Ali Khaki: Hey, Zach. Thanks for the invitation.
Zachary Klaassen: We're going to talk about a really important topic. We've seen a huge boom in immune checkpoint inhibitor therapy in urothelial carcinoma, particularly as we move earlier lines. So you guys looked at a survey of, what do we do after people have had immune checkpoint inhibitor therapy, what are they doing in that first line metastatic setting. So maybe just set the scene about this huge boom that we've seen in this disease space.
Ali Khaki: Yeah. Thanks. This survey was born now about 18 months ago after ASCO GU in 2024.
Zachary Klaassen: Awesome.
Ali Khaki: That was on the heels of the EV pembrolizumab approval for first line metastatic disease, and also in the setting where we've had KEYNOTE study that showed pembrolizumab in the non-muscle invasive bladder cancer setting and adjuvant nivolumab. And then more recently, we've seen the SANDWICH trial for durvalumab, the NIAGARA trial, as well as now CREST that we saw here. And so there's more and more data of using immune checkpoint inhibitors for non-muscle invasive or muscle invasive bladder cancer.
And so naturally, the question is, can we still use immune checkpoint inhibitors for metastatic disease, and, especially in the setting of what we know about kidney cancer, where we've had two negative studies? The CONTACT-03 study, as well as the TiNivo-2 study, that have shown a combination of IO TKI after prior IO exposure had limited efficacy and increased toxicity.
Zachary Klaassen: Yeah. Very relevant. Like you said, we're now in the non-muscle invasive bladder cancer space, BCG naive, sassy BCG unresponsive pembrolizumab. The survey is super relevant. Just tell us a little bit about the survey, some of the key questions you guys asked.

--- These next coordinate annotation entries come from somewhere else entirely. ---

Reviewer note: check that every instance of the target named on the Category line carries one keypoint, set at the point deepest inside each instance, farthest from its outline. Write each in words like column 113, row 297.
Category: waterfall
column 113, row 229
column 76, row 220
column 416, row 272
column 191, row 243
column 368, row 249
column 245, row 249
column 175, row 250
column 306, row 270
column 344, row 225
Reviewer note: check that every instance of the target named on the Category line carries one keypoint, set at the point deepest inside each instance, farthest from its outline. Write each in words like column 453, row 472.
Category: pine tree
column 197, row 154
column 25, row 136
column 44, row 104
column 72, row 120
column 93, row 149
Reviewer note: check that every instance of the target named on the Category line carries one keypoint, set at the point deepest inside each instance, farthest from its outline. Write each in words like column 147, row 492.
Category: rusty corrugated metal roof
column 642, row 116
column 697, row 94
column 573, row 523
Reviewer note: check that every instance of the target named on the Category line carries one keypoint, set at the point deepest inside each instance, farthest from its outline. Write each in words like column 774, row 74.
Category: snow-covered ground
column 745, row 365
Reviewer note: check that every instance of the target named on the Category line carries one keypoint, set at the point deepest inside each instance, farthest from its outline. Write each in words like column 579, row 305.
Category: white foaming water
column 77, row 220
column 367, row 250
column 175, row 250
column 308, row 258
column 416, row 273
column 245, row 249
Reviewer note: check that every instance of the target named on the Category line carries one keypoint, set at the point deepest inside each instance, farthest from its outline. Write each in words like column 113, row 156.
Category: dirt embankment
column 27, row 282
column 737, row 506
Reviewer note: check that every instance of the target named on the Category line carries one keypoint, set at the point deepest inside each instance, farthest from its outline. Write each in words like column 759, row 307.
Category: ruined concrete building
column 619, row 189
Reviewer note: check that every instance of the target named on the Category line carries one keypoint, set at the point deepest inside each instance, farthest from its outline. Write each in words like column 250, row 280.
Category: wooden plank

Ali Khaki: Yeah. First, what we did is after that ASCO GU in 2024, we compiled a panel of about 11 medical oncologists from around the country and built the survey questions. We asked questions both about sequencing after EV pembrolizumab in the metastatic disease setting, which we presented at ASCO GU earlier this year. Priyanka Chablani, my co-author and colleague, was the first author of that poster presentation. And now, this is looking at in that non-metastatic disease setting. And so we asked questions around, would you use first line EV pembrolizumab or gem/cis nivolumab, which has also been shown to have efficacy in the first line metastatic setting in patients who had prior exposure to immunotherapy.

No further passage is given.